Hidden Elements

The INSEAD Social Innovation Centre presently provides training, research and mentoring support to the pilot Pepal Executive Development Programme and will also be providing support for the upcoming Management in West Africa Programme. Instrumental in the process are professors Luk Van Wassenhove and Loïc Sadoulet.

 

Luk Van Wassenhove
Professor of Operations Management & The Henry Ford Chaired Professor of Manufacturing Academic Director, INSEAD Social Innovation Centre


Professor Van Wassenhove's research and teaching are concerned with operational excellence, supply chain management, quality, continual improvement and learning. His recent research focus is on closed-loop supply chains (product take-back and end-of-life issues) and on disaster management (humanitarian logistics). He is the author of many prize-winning teaching cases and regularly consults for major international corporations.

Before joining INSEAD, he was on the faculty at Erasmus University and at the Katholieke Universiteit Leuven. At INSEAD he holds the Henry Ford chair in Manufacturing. Professor Van Wassenhove was nominated Fellow of the Production and Operations Management Society (POMS) in 2005 and received the OR Gold Medal from the European Association of Operational Research Societies (EURO) in 2006.

 

Loïc Sadoulet
Affiliate Professor of Economics & Academic Director, 
INSEAD Africa Initiative


Loïc Sadoulet is Affiliate Professor of Economics at INSEAD. He holds a Ph.D. in Economics from Princeton University and has been teaching at INSEAD since 2000.

Loïc’s research focuses on business development and expansion in less-developed economies, both by local efforts and through entry by international companies.

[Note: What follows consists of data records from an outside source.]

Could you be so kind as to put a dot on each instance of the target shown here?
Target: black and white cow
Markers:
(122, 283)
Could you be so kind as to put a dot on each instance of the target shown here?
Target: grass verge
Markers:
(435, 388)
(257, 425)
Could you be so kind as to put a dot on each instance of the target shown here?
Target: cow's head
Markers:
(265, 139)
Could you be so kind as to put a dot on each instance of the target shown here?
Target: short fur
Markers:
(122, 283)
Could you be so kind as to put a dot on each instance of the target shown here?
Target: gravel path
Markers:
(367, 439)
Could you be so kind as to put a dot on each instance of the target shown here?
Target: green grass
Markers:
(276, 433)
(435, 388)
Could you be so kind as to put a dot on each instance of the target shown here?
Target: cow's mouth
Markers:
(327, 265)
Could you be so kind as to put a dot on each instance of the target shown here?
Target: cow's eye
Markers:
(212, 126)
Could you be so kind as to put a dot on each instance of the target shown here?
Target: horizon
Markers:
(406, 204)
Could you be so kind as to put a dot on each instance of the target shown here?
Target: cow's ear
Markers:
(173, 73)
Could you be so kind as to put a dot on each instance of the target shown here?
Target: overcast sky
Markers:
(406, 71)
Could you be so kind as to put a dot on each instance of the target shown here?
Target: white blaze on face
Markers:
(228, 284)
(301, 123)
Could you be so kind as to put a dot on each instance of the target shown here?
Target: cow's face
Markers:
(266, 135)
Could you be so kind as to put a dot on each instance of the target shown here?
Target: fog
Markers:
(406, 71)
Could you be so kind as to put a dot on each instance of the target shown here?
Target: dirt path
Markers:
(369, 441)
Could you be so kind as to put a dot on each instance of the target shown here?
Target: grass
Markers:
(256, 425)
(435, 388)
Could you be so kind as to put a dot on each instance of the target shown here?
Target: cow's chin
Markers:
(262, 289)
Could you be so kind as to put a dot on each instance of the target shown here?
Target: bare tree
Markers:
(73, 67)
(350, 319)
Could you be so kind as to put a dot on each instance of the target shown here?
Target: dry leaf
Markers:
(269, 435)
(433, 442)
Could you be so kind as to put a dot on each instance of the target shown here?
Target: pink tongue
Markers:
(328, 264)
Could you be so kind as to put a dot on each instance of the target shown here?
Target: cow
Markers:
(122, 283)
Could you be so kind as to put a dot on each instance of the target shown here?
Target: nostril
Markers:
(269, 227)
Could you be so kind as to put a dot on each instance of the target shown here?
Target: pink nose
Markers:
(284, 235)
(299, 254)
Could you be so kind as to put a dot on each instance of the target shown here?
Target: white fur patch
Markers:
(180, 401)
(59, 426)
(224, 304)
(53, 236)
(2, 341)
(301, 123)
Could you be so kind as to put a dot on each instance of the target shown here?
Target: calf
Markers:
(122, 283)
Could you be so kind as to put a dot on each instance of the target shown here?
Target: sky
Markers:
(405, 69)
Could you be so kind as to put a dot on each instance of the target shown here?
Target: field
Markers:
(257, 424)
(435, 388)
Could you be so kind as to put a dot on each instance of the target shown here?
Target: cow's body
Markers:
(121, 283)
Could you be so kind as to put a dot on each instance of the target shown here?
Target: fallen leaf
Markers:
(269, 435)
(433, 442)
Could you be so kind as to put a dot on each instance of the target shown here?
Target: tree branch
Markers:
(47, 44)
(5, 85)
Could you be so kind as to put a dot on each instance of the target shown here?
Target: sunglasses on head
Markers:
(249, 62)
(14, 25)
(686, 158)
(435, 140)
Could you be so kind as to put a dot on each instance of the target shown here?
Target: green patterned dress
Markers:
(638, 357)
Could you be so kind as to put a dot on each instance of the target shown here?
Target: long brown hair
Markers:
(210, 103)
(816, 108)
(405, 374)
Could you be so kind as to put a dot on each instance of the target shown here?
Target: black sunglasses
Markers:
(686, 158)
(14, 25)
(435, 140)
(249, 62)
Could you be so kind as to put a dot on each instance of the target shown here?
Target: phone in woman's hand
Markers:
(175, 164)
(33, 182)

He also leads INSEAD's Africa Initiative, which aims to attract more African talent and increase the amount of African content (cases, projects, experiences) in INSEAD programs.

Before joining INSEAD, Loïc worked for the World Bank; in a microfinance institution in Guatemala; at the European Centre for Advanced Research in Economics and Statistics at the Free University of Brussels; and at the Solvay Business School. He regularly consults for the World Bank and the Inter-American Development Bank on issues surrounding financial systems for the poor.